In my lunch time book club, all these brilliant coworkers trashed Bloom because she was writing about the failings of mainstream media while she was a part of media herself.

At Salon.com all these people criticized me for my story when I never asked what they thought (but I guess Salon asked by opening the comments to a free-for-all.) I wrote more about this on my writing blog yesterday. http://gettingmyessayspublished.wordpress.com/

Last night, comforting my daughter, holding her hand as she drifted back to sleep, I thought, we live in a society of criticism. We constantly criticize one another. I’m not sure if it’s the vitriol of reality shows, politics or our own insecurity over jobs, relationships, parenting, whatever.

Trash talking bonds people together. “Look, isn’t Bloom an idiot!” “Yes, I agree.” But the whole thing leaves a bitter taste in my mouth. Not a sweet one.

An article popped up on my Twitter feed this morning — about happiness helping productivity (Do Happier People Work Harder? by Teresa Amabile and Steven Kramer)  http://ow.ly/6kXqQ

Employees are far more likely to have new ideas on days when they feel happier.

Yes! True for me. When I delight in criticism of other people I internalize it, get in a habit of criticism and then criticize myself and hold back on my creativity and kindness — as if we should be stingy with our happiness. As if joy in life, in our accomplishments were a weakness not a strength.

I struggle every single freakin’ day to be happy.

While I’m criticizing our culture for being so critical, I’m also happy there are writers like Bloom, Amabile, Kramer, and even me. Who ask, What do we need if not more criticism? The Times article says we need to “support workers’ everyday progress.” Simply pay attention to one another’s well being and stop the barrage of negativity. Simplistic? Maybe.

I go back to my rules, especially my rule learned from improv. Say yes! Happiness is harder but encouragement is essential. I like to take the difficult path.

Coco was fast asleep in her twin bed by now. The dryer had stopped tumbling. I was falling asleep myself. I unwound from her blankets. As I pulled my hand away, she squeezed it. Thanks!

Vanity or Confidence?

I can’t disengage my thoughts on loving myself — including my own body — from a feminist perspective. When a woman engages in positive feelings about her own body I think we eye her suspiciously.

I admit I’ve raised an arched eyebrow at a colleague who I saw applying make up at her desk. But a man who straightens his tie and kisses the mirror? I’m likely to applaud his self esteem. For men, we call it confidence. For women? vanity.

The other day a colleague ran into my office to grab a note pad. I noticed that she noticed my curling iron on the floor.

“I am taking appointments,” I said. “Need a blow out? or an Up do? I can give you an appointment 10 am.” We giggled. (This is my way — deflect my embarrassment with humor!)

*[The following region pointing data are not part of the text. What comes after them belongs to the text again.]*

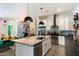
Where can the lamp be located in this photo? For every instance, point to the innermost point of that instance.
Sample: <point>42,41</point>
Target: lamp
<point>41,22</point>
<point>28,18</point>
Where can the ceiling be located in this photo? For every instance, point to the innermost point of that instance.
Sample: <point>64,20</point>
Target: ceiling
<point>34,8</point>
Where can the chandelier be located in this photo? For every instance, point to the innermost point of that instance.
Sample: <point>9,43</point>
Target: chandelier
<point>43,15</point>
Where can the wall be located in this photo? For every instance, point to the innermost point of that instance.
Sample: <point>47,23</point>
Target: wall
<point>65,21</point>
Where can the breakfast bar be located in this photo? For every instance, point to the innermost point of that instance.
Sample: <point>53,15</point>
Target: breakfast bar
<point>32,46</point>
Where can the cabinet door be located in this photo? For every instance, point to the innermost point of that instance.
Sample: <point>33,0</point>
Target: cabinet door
<point>48,43</point>
<point>38,50</point>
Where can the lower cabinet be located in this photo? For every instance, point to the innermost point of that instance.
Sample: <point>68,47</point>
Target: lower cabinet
<point>46,45</point>
<point>38,50</point>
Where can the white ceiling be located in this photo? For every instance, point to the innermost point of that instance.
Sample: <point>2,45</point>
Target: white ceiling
<point>34,8</point>
<point>21,9</point>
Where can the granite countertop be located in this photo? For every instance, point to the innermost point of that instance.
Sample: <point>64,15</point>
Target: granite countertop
<point>31,41</point>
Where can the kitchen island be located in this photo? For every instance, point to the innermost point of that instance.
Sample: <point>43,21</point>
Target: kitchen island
<point>32,46</point>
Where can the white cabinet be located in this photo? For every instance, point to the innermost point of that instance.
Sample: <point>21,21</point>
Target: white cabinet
<point>46,45</point>
<point>61,40</point>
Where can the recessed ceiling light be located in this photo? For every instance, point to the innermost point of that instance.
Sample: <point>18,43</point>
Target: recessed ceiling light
<point>6,12</point>
<point>58,10</point>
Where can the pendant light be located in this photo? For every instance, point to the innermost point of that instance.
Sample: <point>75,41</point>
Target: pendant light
<point>41,22</point>
<point>28,18</point>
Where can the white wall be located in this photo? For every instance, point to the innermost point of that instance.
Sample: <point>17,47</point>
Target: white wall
<point>65,21</point>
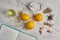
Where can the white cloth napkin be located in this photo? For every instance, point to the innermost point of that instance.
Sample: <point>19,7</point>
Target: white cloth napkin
<point>7,33</point>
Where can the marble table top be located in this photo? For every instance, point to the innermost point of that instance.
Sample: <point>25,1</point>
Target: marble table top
<point>20,5</point>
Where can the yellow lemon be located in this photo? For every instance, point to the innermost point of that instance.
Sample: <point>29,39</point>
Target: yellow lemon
<point>30,25</point>
<point>11,12</point>
<point>25,17</point>
<point>38,17</point>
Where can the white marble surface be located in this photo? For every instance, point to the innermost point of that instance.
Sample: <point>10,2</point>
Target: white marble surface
<point>16,4</point>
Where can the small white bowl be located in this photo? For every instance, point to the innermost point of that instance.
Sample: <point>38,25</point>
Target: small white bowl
<point>34,6</point>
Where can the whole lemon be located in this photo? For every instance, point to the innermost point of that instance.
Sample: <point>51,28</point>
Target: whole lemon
<point>25,17</point>
<point>30,25</point>
<point>38,17</point>
<point>11,12</point>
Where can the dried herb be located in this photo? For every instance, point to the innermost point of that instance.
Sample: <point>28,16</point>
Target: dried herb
<point>48,24</point>
<point>47,10</point>
<point>50,17</point>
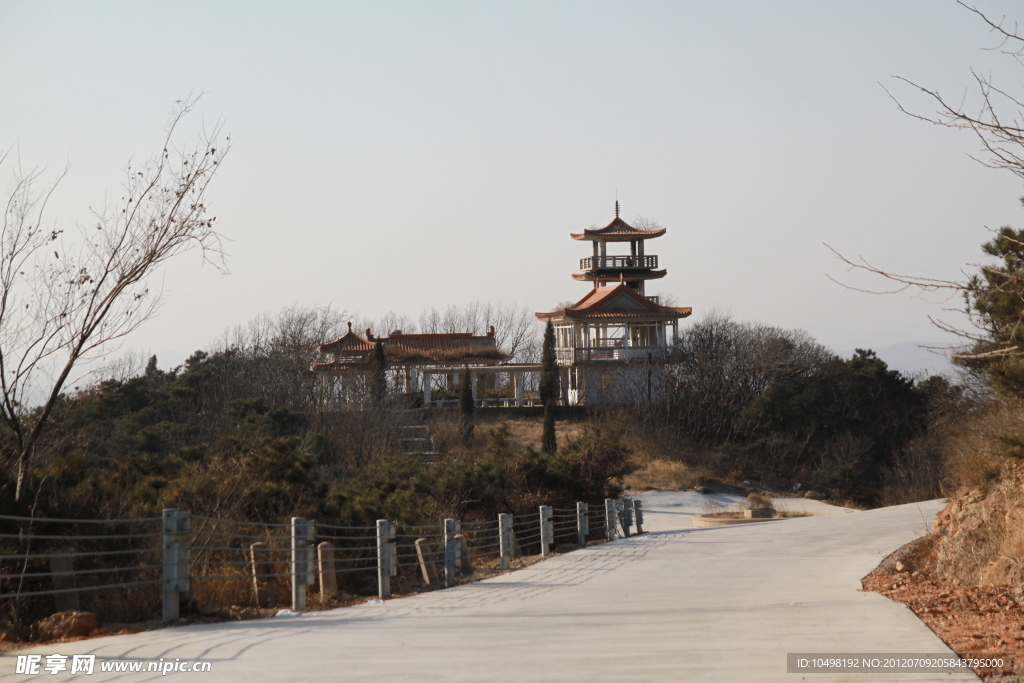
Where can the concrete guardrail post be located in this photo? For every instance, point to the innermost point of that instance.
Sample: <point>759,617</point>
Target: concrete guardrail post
<point>452,551</point>
<point>505,538</point>
<point>583,523</point>
<point>625,507</point>
<point>547,529</point>
<point>329,579</point>
<point>62,578</point>
<point>302,572</point>
<point>263,585</point>
<point>387,564</point>
<point>427,565</point>
<point>175,568</point>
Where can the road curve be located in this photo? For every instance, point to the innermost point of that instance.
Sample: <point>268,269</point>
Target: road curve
<point>674,604</point>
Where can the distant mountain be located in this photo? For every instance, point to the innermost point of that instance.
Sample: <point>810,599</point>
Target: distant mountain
<point>912,357</point>
<point>170,359</point>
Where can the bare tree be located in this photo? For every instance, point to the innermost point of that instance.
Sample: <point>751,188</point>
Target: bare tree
<point>66,297</point>
<point>996,118</point>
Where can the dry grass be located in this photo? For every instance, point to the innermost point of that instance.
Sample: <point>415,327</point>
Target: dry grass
<point>664,475</point>
<point>528,431</point>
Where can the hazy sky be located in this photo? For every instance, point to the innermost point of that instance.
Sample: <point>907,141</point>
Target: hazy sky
<point>402,155</point>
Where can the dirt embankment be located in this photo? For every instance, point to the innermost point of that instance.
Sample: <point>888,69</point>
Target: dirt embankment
<point>966,580</point>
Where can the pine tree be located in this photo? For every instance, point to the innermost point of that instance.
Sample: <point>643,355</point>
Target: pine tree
<point>549,389</point>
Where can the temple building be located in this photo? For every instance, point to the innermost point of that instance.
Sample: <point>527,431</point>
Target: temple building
<point>612,344</point>
<point>428,366</point>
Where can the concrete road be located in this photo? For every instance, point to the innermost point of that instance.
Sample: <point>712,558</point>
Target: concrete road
<point>674,604</point>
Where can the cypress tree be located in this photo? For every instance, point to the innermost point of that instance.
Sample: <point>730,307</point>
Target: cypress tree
<point>466,406</point>
<point>378,374</point>
<point>549,389</point>
<point>549,367</point>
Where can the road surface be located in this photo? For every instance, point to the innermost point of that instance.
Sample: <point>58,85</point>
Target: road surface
<point>673,604</point>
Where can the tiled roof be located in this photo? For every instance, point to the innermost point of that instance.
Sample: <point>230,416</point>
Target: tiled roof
<point>594,305</point>
<point>611,274</point>
<point>617,229</point>
<point>350,343</point>
<point>399,348</point>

I wanted to launch into a diatribe about how I can barely get my teeth brushed in the mornig before launching my kids and myself out the door. Of course I curl my hair at my desk! But I resisted. I’m grateful I can get my teeth brushed at home and then have time first thing at work to brush my hair.

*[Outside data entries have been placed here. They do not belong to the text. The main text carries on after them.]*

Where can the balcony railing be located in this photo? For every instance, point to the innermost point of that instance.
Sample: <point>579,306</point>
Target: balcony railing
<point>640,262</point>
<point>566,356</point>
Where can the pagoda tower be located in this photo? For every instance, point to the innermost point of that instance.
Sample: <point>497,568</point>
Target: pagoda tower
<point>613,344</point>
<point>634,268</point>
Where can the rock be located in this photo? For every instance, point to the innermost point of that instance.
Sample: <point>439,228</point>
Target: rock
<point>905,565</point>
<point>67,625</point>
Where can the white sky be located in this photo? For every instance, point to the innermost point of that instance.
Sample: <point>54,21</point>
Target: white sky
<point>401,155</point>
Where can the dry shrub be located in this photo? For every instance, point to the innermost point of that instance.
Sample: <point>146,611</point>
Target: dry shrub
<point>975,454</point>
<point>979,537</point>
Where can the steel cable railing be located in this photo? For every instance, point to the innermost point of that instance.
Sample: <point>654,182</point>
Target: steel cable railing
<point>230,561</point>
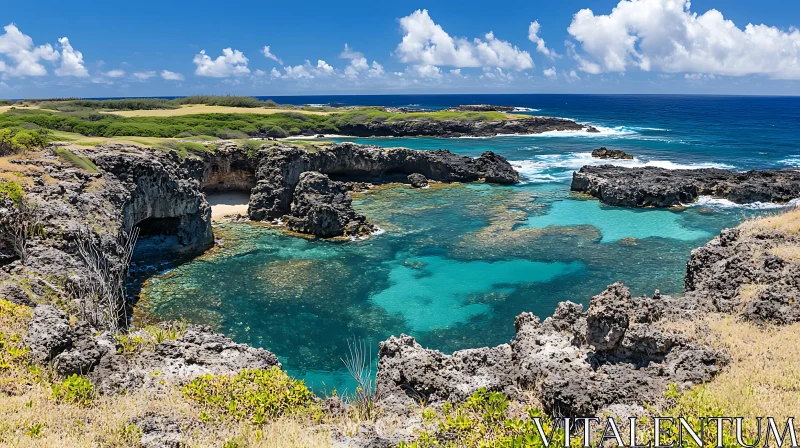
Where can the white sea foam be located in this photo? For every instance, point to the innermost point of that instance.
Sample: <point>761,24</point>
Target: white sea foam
<point>717,203</point>
<point>559,167</point>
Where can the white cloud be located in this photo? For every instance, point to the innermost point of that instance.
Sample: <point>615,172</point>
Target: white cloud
<point>117,73</point>
<point>19,48</point>
<point>427,71</point>
<point>171,76</point>
<point>426,44</point>
<point>664,35</point>
<point>541,47</point>
<point>349,53</point>
<point>71,61</point>
<point>144,75</point>
<point>305,71</point>
<point>231,63</point>
<point>268,54</point>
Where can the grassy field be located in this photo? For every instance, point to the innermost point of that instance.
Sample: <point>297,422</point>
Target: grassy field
<point>203,109</point>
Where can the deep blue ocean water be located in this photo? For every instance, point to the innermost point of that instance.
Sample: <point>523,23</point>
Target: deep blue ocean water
<point>457,263</point>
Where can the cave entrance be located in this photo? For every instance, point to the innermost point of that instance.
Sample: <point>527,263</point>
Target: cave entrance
<point>159,227</point>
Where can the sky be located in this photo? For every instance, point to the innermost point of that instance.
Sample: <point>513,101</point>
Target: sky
<point>170,48</point>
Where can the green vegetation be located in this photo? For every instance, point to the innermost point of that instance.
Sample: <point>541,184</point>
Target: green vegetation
<point>74,389</point>
<point>147,338</point>
<point>76,160</point>
<point>14,139</point>
<point>253,395</point>
<point>227,126</point>
<point>11,190</point>
<point>485,420</point>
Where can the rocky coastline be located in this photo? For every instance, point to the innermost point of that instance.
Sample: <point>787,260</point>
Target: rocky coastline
<point>660,187</point>
<point>616,356</point>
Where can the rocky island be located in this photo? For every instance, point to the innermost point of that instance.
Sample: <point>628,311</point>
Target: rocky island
<point>660,187</point>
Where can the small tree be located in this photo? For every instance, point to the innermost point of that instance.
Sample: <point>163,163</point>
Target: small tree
<point>101,288</point>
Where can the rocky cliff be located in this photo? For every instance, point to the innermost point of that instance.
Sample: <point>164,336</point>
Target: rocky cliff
<point>659,187</point>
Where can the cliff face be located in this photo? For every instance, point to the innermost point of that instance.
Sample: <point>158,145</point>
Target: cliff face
<point>659,187</point>
<point>458,128</point>
<point>280,168</point>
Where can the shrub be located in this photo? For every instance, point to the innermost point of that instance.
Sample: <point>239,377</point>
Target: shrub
<point>11,190</point>
<point>252,395</point>
<point>483,421</point>
<point>74,389</point>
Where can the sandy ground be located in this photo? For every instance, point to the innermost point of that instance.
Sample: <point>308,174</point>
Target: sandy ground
<point>201,109</point>
<point>224,204</point>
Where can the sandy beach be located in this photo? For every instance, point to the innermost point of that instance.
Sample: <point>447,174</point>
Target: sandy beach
<point>226,204</point>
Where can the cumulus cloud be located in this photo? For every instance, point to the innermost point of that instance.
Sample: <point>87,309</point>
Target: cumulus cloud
<point>231,63</point>
<point>171,76</point>
<point>142,76</point>
<point>305,71</point>
<point>23,55</point>
<point>425,43</point>
<point>117,73</point>
<point>541,47</point>
<point>664,35</point>
<point>268,54</point>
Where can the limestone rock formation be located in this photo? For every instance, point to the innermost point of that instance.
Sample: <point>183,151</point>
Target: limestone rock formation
<point>579,362</point>
<point>605,153</point>
<point>659,187</point>
<point>417,180</point>
<point>323,207</point>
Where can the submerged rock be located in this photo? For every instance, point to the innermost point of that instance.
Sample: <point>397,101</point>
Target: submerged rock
<point>605,153</point>
<point>417,180</point>
<point>579,362</point>
<point>660,187</point>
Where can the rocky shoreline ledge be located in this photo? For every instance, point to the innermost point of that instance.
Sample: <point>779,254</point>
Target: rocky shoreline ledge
<point>616,356</point>
<point>660,187</point>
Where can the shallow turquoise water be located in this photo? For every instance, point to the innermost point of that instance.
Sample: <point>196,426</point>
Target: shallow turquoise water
<point>456,264</point>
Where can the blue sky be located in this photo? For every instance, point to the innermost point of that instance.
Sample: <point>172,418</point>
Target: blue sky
<point>143,48</point>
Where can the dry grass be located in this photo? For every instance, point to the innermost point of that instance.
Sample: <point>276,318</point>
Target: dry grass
<point>763,378</point>
<point>202,109</point>
<point>787,222</point>
<point>787,252</point>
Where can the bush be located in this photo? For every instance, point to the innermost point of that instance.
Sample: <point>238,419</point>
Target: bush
<point>11,190</point>
<point>483,421</point>
<point>252,395</point>
<point>74,389</point>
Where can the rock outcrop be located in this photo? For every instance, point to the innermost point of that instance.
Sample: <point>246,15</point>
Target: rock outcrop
<point>280,170</point>
<point>459,127</point>
<point>659,187</point>
<point>579,362</point>
<point>323,207</point>
<point>614,154</point>
<point>417,180</point>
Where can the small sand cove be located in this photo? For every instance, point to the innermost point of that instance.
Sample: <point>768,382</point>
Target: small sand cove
<point>226,204</point>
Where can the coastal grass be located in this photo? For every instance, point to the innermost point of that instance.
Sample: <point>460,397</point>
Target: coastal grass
<point>76,160</point>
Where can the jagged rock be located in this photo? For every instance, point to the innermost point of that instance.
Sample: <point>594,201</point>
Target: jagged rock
<point>605,153</point>
<point>417,180</point>
<point>15,294</point>
<point>83,354</point>
<point>280,168</point>
<point>324,208</point>
<point>48,334</point>
<point>579,362</point>
<point>738,273</point>
<point>659,187</point>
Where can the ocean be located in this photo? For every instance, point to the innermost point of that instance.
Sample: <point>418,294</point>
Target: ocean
<point>456,263</point>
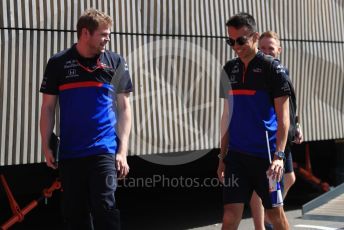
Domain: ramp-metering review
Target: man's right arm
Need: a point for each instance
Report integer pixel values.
(224, 141)
(47, 123)
(224, 129)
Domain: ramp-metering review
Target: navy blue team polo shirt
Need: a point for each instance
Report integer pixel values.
(87, 89)
(250, 93)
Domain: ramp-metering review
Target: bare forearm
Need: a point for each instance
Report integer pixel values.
(47, 123)
(282, 135)
(224, 130)
(123, 129)
(282, 110)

The curling iron is a symbol of how my self care (and grooming!) spills over into my work life (And when I check work emails from home on the weekend, that’s a symbol of how work life spills into my home life!)

I don’t have the answers, I’m just raising the questions.

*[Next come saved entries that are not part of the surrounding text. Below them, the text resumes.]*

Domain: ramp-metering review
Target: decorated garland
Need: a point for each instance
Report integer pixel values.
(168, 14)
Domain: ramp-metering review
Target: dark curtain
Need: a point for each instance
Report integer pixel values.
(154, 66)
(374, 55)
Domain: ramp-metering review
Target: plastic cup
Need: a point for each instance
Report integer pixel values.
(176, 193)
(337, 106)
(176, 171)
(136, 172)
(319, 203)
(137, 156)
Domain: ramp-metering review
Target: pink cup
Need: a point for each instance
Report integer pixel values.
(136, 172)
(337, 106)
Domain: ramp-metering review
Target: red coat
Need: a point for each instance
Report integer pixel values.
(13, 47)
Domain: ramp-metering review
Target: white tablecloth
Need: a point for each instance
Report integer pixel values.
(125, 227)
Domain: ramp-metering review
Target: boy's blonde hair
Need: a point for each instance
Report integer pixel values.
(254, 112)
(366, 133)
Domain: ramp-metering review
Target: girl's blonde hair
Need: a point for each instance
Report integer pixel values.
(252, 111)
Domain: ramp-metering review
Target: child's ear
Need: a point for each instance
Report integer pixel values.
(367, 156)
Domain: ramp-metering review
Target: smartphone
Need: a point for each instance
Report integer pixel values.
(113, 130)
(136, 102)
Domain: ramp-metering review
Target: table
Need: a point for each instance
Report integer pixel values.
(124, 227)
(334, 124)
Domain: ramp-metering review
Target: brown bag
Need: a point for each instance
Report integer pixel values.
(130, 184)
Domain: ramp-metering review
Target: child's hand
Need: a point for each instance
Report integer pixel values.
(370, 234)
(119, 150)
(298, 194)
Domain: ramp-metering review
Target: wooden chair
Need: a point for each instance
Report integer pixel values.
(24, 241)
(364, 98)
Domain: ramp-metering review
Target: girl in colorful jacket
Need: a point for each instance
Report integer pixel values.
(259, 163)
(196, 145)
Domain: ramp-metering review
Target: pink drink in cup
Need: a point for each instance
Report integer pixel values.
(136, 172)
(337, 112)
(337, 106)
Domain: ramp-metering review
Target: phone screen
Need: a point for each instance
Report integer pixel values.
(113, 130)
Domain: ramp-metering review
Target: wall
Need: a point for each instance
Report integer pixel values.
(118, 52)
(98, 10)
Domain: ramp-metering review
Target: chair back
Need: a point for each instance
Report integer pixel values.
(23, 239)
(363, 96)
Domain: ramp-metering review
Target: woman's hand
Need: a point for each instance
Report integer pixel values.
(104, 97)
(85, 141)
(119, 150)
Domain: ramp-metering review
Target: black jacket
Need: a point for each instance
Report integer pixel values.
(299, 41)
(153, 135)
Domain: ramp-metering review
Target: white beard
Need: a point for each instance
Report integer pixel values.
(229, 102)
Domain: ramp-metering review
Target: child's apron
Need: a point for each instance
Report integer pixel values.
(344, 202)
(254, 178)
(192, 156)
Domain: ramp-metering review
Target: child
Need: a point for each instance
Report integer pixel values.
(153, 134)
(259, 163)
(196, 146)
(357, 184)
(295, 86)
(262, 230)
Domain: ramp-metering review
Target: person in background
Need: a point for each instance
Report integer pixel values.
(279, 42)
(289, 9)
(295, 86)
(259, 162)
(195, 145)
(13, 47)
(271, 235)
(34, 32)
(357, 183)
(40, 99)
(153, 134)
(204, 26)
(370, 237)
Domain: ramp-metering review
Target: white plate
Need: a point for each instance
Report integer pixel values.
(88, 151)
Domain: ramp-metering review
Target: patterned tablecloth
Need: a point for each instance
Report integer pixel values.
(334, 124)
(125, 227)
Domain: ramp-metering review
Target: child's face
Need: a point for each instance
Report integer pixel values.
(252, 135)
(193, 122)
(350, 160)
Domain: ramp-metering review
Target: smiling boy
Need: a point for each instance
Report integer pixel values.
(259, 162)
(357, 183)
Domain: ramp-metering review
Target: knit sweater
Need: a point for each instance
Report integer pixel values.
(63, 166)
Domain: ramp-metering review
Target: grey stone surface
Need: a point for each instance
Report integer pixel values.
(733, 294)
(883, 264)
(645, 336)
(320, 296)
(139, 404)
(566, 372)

I hope this Valentine’s Day, I do feel good about myself and my body. I hope that I can curl my hair at home before I get to work. (And since I’m not shampooing every day, I do need a lift!)

Oh, better yet, just lump it. Go into the morning meeting with straight hair, but first — kiss the mirror, straighten the tie and call it confidence.

me in the mirror

So, on this year’s Valentine’s Day, join me as I cultivate self-love (and not self loath!).

Send yourself flowers, chocolates. Or hold your own hand and take yourself out for a candlelight dinner. Whisper sweet nothings in your ear. Take a picture of yourself in the mirror. Then kiss your reflection. The mirror might feel a little cold, but dig the lipstick mark that you leave behind.